Police raid Open Russia opposition group

Russian police on Thursday raided the Moscow offices of opposition movement and website Open Russia, which is financed by exiled former oligarch Mikhail Khodorkovsky. 
Open Russia is financed by exiled former oligarch Mikhail Khodorkovsky (Photo: AP)
Open Russia is financed by exiled former oligarch Mikhail Khodorkovsky (Photo: AP)

MOSCOW: Russian police on Thursday raided the Moscow offices of opposition movement and website Open Russia, which is financed by exiled former oligarch Mikhail Khodorkovsky. 

Investigators also searched the homes of Open Russia employees in the early morning raids, the group said, seizing phones, computers and cameras.

Open Russia said a total of 17 addresses linked to its employees were raided. Stanislav Belkovsky, an outspoken analyst, said his home was also searched.

"Most were addresses where Open Russia employees are registered. Some of the properties had their front doors forced open, in others police simply asked where the employee is," Open Russia's statement said. 

"In some cases, electronic equipment and personal family belongings were confiscated."

Those targeted included Open Russia's editor-in-chief, the parents of the movement's chairman Alexander Solovyov, the website's administrator and the daughter of another employee. 

Solovyov said investigators linked the raids to the controversial 2003 tax evasion case against former oil giant Yukos, which led to Khodorkovsky's arrest. 

"I was in 8th grade then," Solovyov wrote on Twitter.

Russia's Investigave Committee said the raids were part of an investigation "into the main former shareholders and directors of YUKOS." 

It said investigators were looking for proof that Open Russia received financing from abroad, despite being banned from doing so in April this year when it was branded an "undesirable orgnisation" under a controversial 2015 law. 

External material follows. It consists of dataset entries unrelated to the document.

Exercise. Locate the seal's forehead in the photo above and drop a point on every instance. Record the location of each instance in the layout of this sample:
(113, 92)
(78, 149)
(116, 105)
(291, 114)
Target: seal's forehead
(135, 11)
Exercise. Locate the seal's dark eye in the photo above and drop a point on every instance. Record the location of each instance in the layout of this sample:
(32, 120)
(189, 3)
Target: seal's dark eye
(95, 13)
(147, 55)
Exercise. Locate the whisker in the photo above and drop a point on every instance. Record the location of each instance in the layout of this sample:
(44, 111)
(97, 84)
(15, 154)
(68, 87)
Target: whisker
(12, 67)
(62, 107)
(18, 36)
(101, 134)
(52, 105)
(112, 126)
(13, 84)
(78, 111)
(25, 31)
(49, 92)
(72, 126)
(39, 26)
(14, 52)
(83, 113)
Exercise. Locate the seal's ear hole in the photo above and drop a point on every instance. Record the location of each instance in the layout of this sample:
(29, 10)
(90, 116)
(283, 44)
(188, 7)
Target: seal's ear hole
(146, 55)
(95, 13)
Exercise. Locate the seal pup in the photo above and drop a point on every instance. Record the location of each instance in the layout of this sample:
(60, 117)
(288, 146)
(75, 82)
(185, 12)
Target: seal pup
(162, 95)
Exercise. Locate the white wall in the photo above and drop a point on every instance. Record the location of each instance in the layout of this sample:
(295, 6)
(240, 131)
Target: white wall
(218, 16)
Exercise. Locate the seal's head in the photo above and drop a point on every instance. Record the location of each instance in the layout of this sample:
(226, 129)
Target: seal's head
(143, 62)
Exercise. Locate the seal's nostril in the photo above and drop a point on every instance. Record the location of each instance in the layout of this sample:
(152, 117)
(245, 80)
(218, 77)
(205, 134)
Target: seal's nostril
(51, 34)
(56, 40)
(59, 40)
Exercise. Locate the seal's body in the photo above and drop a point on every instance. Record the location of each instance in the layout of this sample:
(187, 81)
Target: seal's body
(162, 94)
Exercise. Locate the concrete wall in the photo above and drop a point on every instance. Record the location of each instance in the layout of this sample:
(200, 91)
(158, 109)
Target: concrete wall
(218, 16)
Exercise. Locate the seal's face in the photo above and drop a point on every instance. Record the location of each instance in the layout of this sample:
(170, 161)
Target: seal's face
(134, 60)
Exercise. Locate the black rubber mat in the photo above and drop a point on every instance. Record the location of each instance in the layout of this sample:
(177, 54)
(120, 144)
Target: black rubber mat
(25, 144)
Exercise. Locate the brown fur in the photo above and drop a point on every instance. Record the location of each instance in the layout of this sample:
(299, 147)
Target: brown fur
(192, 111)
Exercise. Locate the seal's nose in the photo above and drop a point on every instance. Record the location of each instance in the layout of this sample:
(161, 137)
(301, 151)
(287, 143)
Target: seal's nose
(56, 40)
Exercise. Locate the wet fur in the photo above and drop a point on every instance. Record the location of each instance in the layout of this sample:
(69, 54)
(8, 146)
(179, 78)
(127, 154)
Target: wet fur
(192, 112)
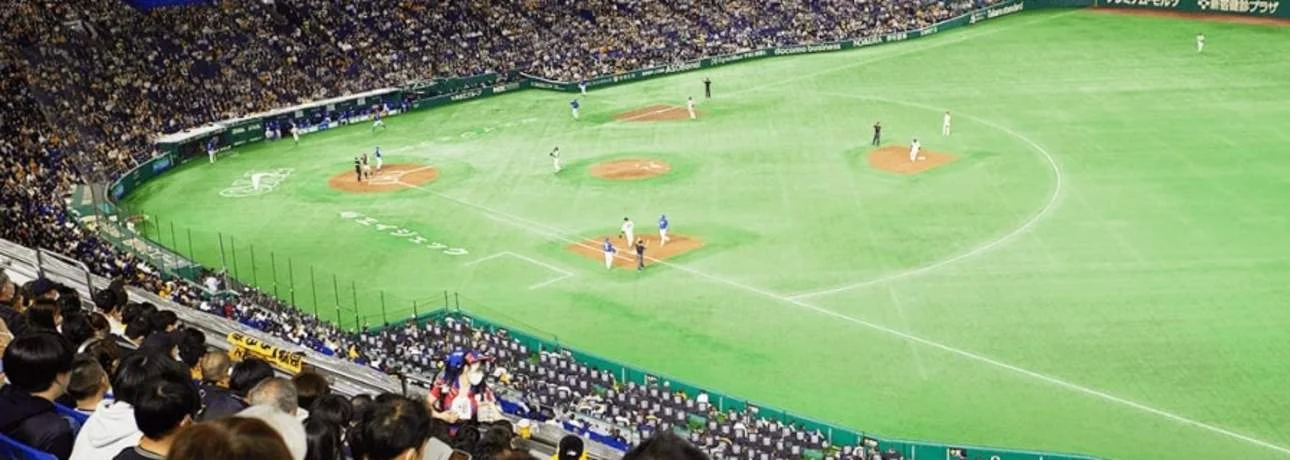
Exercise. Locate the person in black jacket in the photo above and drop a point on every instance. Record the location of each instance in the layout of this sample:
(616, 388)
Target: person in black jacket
(39, 367)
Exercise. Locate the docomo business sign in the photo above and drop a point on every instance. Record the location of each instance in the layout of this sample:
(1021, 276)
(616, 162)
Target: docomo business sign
(828, 47)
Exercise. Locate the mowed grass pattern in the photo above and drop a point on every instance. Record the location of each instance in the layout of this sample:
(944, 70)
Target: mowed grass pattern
(1141, 316)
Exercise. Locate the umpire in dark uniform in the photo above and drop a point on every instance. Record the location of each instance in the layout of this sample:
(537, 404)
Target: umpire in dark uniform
(640, 254)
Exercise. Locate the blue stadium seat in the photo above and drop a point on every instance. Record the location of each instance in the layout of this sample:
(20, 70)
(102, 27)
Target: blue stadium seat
(10, 449)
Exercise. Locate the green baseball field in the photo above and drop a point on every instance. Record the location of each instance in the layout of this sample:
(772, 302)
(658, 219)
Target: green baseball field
(1094, 260)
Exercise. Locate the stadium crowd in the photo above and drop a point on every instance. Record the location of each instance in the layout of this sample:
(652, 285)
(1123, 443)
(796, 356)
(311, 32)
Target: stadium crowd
(87, 85)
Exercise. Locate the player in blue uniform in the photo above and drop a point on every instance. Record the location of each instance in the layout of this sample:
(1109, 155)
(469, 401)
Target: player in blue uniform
(662, 230)
(609, 254)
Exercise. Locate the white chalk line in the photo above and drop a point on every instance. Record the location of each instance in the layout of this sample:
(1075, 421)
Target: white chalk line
(564, 273)
(564, 236)
(984, 248)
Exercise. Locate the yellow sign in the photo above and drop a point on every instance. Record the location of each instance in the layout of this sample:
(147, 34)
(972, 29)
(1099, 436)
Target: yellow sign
(247, 347)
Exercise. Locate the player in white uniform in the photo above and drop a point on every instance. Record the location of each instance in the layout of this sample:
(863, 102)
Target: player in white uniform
(628, 231)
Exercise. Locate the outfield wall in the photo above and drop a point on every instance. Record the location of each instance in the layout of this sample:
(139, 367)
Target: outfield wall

"The Investigative Committee is searching the homes and offices of individual persons who are financed from abroad and via organisations under the control of Mikhail Khodorkovsky," they said in a statement.

Russia's pro-Kremlin channel Ren TV aired footage of one of the apartment raids, which showed an employee being pinned to the floor. 

The property belonged to Open Russia activist Nikolai Levshits, who said he had spent six hours with his hands handcuffed behind his back during the raid. 

Analyst under pressure
Later on Thursday, police raided the home of political analyst Belkovsky also in connection to the the Yukos case.

"Investigators wanted proof that I laundered billions from Mikhail Khodorkovsky's funds and used them to lead my own presidential campaign," Belkovsky told Russia's independent channel Dozhd TV, adding that the raid lasted around three hours. 

Khodorkovsky, the former Yukos boss who in 2014 re-launched his Open Russia charity to promote civil society in Russia, was arrested in 2003 for tax evasion and spent 10 years in prison before being pardoned by Russian President Vladimir Putin in 2013. 

He now lives in exile in Britain.

Open Russia has been targeted by Russian authorities in the past, and the Yukos case continues to be used to pressure Khodorkovsky's associates.  

In February, Russian authorities confiscated thousands of posters bearing Putin's face and the slogan "Enough", which Open Russia intended to use in a protest. 

In March, authorities raided the home of Open Russia journalist and rights campaigner Zoya Svetova. "This has nothing to do with Yukos. They want to scare me," she said at the time. 

Writing on Twitter, Khodorkovsky linked Thursday's raids with Putin's 65th birthday on Saturday when jailed opposition leader Alexey Navalny is planning nationwide protests. 

"In time for Putin's birthday!" he wrote.